CoreLogic head of research, Tim Lawless delivers his analysis on the trend around tree change activity in Australia, with some interesting results.
He found that although the pace of capital gains is generally easing, a variety of factors have contributed to renewed demand for properties outside the cities.
A large part of it must be attributable to the ‘wealth effect', where home owners (particularly those in Sydney and Melbourne) have seen a substantial wealth boost via their property holdings.
Couple this with a large cohort of baby boomers seeking out holiday homes or relocation options as they shift into retirement age, and the demand picture becomes more pronounced.

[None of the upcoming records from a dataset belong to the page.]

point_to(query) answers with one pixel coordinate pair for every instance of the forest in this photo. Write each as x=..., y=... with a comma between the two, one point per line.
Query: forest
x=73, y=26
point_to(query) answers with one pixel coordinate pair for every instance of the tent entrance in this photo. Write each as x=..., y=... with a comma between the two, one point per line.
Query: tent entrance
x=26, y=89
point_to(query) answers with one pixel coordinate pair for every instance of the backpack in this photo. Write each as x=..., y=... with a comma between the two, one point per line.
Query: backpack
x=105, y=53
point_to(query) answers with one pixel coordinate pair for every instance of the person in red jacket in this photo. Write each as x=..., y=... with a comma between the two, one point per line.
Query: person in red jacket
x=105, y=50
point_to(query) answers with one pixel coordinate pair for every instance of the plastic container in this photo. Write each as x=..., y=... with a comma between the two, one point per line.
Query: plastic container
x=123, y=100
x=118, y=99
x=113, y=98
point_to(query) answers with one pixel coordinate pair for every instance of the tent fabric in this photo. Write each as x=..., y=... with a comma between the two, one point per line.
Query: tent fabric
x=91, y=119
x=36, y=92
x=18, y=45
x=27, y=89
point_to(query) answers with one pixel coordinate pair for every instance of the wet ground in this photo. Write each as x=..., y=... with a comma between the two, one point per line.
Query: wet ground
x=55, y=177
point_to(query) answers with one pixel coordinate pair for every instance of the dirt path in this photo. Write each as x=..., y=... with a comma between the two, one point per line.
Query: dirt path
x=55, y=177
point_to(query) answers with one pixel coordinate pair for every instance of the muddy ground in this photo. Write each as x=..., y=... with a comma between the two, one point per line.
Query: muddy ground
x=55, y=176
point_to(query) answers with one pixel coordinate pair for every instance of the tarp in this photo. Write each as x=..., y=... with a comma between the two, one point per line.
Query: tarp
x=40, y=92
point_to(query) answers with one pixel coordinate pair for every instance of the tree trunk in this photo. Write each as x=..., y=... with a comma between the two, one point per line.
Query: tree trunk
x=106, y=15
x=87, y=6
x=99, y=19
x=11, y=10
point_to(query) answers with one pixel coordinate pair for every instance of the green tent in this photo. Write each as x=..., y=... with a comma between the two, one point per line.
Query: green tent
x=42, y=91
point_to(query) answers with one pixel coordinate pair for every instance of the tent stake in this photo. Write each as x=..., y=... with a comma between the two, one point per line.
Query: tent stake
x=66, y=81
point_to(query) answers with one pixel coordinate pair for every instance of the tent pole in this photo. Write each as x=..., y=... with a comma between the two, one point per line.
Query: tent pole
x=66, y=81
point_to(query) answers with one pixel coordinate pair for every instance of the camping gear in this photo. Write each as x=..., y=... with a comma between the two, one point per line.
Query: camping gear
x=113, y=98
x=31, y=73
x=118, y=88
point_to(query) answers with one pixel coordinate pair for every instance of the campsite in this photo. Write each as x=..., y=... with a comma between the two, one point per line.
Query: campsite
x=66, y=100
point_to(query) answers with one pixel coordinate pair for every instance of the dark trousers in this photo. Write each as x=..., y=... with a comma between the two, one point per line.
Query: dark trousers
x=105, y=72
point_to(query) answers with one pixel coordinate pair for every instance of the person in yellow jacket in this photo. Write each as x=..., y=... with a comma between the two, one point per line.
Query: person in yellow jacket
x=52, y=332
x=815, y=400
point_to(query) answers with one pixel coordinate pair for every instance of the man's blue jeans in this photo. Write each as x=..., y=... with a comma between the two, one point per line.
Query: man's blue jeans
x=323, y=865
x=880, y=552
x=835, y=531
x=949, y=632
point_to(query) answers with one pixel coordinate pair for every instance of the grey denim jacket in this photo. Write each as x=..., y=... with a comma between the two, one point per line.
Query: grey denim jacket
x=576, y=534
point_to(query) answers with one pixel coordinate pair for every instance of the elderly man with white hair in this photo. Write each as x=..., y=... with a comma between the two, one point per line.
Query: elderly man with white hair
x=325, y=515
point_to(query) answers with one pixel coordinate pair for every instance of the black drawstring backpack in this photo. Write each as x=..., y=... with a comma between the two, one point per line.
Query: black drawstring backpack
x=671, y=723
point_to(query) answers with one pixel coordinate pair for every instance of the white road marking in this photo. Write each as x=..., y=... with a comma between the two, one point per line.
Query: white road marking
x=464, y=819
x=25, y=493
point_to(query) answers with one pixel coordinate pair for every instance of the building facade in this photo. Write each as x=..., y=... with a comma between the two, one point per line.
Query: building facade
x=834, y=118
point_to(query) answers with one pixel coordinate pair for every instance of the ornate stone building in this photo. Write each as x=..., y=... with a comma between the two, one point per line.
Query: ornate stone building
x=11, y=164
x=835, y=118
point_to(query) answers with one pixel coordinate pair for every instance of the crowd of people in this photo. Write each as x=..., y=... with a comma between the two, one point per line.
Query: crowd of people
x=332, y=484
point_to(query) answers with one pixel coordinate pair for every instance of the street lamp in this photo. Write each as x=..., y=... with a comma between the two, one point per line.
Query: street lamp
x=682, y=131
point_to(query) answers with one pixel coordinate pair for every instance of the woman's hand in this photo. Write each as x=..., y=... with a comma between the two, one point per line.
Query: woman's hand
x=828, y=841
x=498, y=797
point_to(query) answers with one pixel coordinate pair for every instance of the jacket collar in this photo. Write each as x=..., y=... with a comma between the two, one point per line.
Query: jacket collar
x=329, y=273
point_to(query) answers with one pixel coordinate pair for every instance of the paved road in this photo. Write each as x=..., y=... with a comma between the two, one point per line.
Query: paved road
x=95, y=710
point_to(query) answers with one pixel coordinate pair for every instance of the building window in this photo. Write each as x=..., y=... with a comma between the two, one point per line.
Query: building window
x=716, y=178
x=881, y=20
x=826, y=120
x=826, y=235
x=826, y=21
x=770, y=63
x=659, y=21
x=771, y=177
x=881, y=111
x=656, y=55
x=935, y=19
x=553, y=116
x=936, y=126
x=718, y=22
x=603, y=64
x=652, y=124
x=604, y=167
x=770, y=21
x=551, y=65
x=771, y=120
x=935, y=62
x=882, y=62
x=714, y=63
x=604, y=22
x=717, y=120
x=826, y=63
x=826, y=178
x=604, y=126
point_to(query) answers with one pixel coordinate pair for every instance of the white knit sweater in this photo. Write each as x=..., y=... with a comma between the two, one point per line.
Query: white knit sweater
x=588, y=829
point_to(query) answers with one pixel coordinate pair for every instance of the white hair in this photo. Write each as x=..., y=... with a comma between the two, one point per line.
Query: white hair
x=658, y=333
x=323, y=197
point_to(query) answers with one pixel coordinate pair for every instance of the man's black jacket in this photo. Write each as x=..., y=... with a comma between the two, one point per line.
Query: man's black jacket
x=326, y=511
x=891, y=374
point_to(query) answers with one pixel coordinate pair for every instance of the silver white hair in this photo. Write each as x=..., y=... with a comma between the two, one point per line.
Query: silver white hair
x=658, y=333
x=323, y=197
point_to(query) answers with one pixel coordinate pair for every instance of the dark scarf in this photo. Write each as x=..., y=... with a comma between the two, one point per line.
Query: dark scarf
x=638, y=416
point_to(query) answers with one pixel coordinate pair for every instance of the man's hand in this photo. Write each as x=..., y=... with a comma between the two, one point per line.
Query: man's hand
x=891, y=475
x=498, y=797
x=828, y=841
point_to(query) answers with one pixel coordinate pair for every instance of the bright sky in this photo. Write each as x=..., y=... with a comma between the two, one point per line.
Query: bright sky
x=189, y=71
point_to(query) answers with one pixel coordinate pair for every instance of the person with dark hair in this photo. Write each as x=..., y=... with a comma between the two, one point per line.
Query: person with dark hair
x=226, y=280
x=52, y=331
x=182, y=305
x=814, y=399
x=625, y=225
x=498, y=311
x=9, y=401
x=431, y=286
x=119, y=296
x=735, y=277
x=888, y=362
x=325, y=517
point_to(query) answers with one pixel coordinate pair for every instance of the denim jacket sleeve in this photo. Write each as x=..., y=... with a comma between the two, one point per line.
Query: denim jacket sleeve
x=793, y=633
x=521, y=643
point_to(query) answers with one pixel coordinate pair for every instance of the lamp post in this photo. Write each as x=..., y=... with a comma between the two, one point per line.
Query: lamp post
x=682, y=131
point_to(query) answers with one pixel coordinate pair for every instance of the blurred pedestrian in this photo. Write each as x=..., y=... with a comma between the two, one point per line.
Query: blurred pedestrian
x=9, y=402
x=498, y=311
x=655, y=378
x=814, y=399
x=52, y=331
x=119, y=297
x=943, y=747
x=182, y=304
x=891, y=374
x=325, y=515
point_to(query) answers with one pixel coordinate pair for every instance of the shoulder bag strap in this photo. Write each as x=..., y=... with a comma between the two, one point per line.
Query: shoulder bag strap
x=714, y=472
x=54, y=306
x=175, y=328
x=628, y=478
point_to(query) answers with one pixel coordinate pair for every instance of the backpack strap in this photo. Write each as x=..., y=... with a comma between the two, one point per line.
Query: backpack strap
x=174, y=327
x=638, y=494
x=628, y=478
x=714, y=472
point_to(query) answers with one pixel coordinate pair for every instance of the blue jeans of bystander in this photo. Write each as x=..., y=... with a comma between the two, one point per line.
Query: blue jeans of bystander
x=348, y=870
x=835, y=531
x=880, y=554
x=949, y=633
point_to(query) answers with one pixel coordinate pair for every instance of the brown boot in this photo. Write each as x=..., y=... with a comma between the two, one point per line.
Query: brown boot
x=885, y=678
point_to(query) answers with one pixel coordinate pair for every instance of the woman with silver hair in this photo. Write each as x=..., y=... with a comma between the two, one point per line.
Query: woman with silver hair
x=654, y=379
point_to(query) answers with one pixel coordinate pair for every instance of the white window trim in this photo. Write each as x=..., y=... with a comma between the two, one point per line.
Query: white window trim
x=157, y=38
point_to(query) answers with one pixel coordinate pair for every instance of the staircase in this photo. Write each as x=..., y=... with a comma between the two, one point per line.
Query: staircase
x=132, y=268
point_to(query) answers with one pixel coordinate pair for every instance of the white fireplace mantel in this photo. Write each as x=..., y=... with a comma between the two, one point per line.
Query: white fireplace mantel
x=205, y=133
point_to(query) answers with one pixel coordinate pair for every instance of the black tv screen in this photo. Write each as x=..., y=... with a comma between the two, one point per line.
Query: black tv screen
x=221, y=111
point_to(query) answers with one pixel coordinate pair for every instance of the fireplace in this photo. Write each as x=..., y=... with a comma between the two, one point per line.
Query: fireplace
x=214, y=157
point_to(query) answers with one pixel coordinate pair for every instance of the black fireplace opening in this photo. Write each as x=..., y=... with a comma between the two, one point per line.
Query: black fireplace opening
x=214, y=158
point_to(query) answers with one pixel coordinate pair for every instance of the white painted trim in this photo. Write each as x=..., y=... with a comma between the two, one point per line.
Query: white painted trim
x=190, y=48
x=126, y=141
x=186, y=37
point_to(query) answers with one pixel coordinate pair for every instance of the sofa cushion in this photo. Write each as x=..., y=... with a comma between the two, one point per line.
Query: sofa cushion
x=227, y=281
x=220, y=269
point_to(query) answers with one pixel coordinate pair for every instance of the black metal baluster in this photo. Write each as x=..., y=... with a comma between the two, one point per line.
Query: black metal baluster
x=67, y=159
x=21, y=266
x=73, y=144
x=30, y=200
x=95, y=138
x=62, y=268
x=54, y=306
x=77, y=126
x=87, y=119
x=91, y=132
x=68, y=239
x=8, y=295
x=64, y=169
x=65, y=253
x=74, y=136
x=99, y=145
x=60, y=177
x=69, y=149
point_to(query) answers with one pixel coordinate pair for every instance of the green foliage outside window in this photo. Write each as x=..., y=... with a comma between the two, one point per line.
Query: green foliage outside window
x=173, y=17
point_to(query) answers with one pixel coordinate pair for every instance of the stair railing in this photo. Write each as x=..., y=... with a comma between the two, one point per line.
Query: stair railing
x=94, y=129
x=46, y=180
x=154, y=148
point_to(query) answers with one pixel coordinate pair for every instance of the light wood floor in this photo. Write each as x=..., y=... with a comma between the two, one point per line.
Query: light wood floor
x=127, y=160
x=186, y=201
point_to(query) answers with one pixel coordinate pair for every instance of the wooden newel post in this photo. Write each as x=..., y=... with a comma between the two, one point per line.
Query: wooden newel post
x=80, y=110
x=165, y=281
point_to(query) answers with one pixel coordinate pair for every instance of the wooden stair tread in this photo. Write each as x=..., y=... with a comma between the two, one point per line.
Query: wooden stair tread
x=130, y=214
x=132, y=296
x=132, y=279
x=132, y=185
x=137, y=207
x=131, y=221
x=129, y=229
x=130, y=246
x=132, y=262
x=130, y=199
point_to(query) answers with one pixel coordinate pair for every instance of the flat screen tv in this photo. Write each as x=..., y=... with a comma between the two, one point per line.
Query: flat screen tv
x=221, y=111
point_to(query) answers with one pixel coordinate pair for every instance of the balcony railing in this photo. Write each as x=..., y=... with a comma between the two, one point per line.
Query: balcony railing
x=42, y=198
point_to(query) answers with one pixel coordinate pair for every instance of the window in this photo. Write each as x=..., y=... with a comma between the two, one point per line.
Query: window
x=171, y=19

Perhaps another element is the growing acceptance and popularity of ‘telecommuting’ thanks to faster internet speeds, wider employer acceptance of working from home and broader availability of technologies such as VPN, which provides a secure virtual office environment for staff working remotely.
A final piece of the puzzle comes back to housing prices and affordability. It’s often the case that hinterland properties will provide a lower entry point to the market relative to their coastal or big city counterparts, especially when you take into consideration that typical block sizes are much larger.
Looking across some of the most popular hinterland regions adjacent to the capital cities shows a broad range of values and historic growth conditions.
Across the selected regions, the hinterland areas of the NSW Southern Highlands and the Macedon Ranges in Victoria show the most significant value premium. The median dwelling value across the Southern Highlands of NSW is just over $735,000, while the Macedon Ranges have a typical dwelling value of roughly $700,000 – not cheap, but both regions show a lower median dwelling value relative to their respective capital cities.
At the other end of the spectrum is Tasmania’s Central Highlands, where the typical house is worth just over $200,000.
The regions to see the strongest growth over the past five years are generally very different to the best performers over the past twelve months. The hinterland areas peripheral to Sydney have dominated the capital gain stakes over the past five years, however growth in those areas has slowed substantially over the past twelve months.
The past twelve months has seen the Gold Coast hinterland record the fastest rate of capital gain, with dwelling values up 8.1%, followed by Vic’s Macedon Ranges where growth seems to have rippled away from the previously more popular Yarra Ranges.